February 15, 2011 in City

Spokane Public Schools administrators agree to furloughs

By The Spokesman-Review
 
Details
Read the school district’s budget presentation.

Spokane Public Schools administrators – including all principals and vice principals – have agreed to take two unpaid days off to help put a dent in the looming budget shortfall for 2010-’11, enabling the district to avoid drastic mid-year cuts.

The reductions are coming after what schools officials are calling an “unprecedented move” by the Legislature. After the district’s budget had been set and faculty hired on contract for the school year, the state retroactively cut funds to public schools throughout Washington to stabilize the state’s budget, and more trims could be on the horizon.

In anticipation of the additional cuts, administrators agreed to the furloughs, said Mark Anderson, associate superintendent. “Administration decided they didn’t want to cut classified staff or eliminate a program, like a sport.”

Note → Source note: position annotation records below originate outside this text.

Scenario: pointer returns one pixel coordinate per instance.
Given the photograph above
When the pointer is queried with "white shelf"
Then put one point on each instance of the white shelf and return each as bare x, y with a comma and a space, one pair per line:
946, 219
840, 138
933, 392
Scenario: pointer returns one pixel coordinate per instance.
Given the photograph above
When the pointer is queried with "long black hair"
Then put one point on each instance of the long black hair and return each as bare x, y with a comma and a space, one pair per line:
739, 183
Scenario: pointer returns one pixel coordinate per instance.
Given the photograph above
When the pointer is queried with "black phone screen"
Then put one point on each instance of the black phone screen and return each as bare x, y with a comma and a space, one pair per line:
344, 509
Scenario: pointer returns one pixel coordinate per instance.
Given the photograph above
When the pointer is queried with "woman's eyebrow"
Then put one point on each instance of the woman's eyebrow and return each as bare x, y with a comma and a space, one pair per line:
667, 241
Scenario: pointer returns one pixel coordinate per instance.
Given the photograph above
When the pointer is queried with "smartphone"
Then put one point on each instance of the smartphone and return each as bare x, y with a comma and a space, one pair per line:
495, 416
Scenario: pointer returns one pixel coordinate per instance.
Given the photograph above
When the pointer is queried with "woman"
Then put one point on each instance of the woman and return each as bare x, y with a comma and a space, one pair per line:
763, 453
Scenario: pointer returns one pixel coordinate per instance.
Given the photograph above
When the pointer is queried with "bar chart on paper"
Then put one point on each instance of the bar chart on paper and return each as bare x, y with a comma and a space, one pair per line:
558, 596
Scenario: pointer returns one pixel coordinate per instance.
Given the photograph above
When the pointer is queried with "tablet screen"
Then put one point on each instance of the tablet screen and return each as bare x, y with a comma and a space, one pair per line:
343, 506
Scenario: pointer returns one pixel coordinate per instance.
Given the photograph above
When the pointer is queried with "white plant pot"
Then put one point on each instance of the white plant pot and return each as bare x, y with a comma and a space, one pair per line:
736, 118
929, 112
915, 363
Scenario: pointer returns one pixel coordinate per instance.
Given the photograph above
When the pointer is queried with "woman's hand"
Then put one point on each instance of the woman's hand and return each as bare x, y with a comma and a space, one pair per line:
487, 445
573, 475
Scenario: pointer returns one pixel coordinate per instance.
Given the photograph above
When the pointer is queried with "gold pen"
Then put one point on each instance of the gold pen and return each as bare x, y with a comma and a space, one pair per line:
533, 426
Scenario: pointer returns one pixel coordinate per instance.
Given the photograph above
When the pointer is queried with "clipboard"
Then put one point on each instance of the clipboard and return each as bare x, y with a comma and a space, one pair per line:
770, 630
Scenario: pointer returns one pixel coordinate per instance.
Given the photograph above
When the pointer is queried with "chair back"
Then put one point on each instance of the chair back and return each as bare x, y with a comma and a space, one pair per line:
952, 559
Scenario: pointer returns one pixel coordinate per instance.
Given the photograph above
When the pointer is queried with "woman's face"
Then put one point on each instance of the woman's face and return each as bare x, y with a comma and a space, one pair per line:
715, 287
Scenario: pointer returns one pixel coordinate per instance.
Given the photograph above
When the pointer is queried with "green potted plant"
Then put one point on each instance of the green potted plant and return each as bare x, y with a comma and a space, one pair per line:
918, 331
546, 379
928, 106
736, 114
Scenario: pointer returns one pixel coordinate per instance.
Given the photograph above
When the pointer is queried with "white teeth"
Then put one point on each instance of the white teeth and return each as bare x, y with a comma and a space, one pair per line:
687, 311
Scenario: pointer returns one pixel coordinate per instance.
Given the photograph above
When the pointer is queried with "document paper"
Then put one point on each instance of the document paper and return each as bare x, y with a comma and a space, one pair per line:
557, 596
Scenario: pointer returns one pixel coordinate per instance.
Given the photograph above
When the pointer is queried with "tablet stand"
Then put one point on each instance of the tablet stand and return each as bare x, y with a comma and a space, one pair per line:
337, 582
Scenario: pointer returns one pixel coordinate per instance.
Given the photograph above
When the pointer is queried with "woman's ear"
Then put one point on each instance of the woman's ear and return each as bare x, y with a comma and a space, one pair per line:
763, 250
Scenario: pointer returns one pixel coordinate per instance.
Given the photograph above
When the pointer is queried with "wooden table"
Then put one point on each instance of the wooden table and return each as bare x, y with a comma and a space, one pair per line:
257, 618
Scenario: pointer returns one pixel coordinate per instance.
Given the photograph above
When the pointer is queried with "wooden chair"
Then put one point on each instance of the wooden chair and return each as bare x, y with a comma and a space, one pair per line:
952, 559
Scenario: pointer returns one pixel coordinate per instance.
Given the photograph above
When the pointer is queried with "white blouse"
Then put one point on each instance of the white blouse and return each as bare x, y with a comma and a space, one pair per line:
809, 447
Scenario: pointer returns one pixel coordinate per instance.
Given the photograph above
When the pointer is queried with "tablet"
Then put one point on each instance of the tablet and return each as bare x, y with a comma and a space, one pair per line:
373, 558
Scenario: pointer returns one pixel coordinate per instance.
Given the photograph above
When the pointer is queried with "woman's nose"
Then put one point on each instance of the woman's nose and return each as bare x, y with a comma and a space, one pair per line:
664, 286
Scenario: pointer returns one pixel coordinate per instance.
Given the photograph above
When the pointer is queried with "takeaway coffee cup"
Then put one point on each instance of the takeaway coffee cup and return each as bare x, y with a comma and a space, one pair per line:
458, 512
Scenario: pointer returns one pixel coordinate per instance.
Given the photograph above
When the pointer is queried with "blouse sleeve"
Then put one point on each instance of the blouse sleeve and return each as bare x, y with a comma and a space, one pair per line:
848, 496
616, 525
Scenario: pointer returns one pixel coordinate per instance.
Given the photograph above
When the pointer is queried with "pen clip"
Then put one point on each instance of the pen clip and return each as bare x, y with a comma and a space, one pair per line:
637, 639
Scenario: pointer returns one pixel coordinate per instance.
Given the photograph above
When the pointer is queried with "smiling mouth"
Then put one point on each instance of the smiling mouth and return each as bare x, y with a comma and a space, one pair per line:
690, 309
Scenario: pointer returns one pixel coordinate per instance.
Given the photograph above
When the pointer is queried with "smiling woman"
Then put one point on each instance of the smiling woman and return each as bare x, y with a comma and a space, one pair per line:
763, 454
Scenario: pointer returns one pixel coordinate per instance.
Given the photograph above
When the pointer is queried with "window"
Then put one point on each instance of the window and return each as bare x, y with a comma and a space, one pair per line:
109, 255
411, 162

The district saves about $110,000 by the 144 central administrators taking two days off. “I know it’s not much, but that’s the equivalent of two teachers,” Anderson said. The unpaid days off will be individually scheduled.

“While our district has managed its resources effectively and had some carry-over of savings from last year to help reduce cuts for next year, we are now going to have to use those savings just to balance the budget this year,” said Superintendent Nancy Stowell.

Spokane Public Schools cut about $6 million, which basically was its savings from the previous year, Anderson said. The state could cut an additional $2.6 million – money to reduce class sizes in K-4 and supplemental funds for districts with low property values – putting the district $1.5 million in the hole.

If that happens, the district would have to continue to look for trims in its current budget. Officials will be looking at a variety of options, including postponing painting projects for some buildings, savings in utilities, cuts in gifted programs and some summer school options.

“The goal is to stay away from programs that impact the classroom and kids,” Anderson said.

And what’s coming for 2011-’12, he added, “is yet to be seen.”